I am for sure not the same man I was three months ago. Personally, I was in an extremely dark place and had been for sometime after the death of my father. Many things left unsaid, many things that will forever be left unsaid.
To say that this trip changed me, enlightened me, or fixed me is a gross fucking understatement. Things happen to you in life at just the exact moment you need them to happen. I’ve spent countless sleepless nights in foreign places, thinking, marinating, escaping.
I’ve learned a lot from these few months on the road. I’ve learned how to love again, how to smile, but most of all, I’ve learned how to let go of a fascination with change. There will always, for better or worse, be change. The best advice I could give to a broken soul is:
Get. Fucking. Lost.
It was the best thing I ever did with my life.
Being a stranger in a strange land—endlessly curious—continues to change me. There is zen found through a blank stare out the bus window as landscapes make way for cityscapes, which tends to be indescribable.
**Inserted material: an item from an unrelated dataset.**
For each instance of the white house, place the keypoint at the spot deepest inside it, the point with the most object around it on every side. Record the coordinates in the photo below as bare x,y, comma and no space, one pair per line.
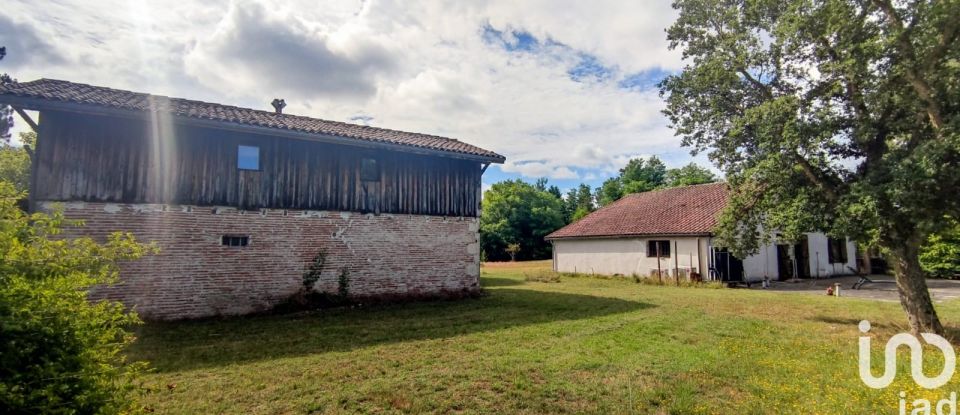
670,232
A person can find solace in parts of travel, I know this is the case for me. These days it’s inescapable.
My heart beats for the unknown, the uncharted.
I haven’t had much to say or write during these times. Probably won’t for sometime to come. Sometimes you seem so broken that you cannot be fixed.
You can be.
Never stop going forward, and wherever your road takes you, don’t forget to soak it all in.
Until we meet again, in this life or the next.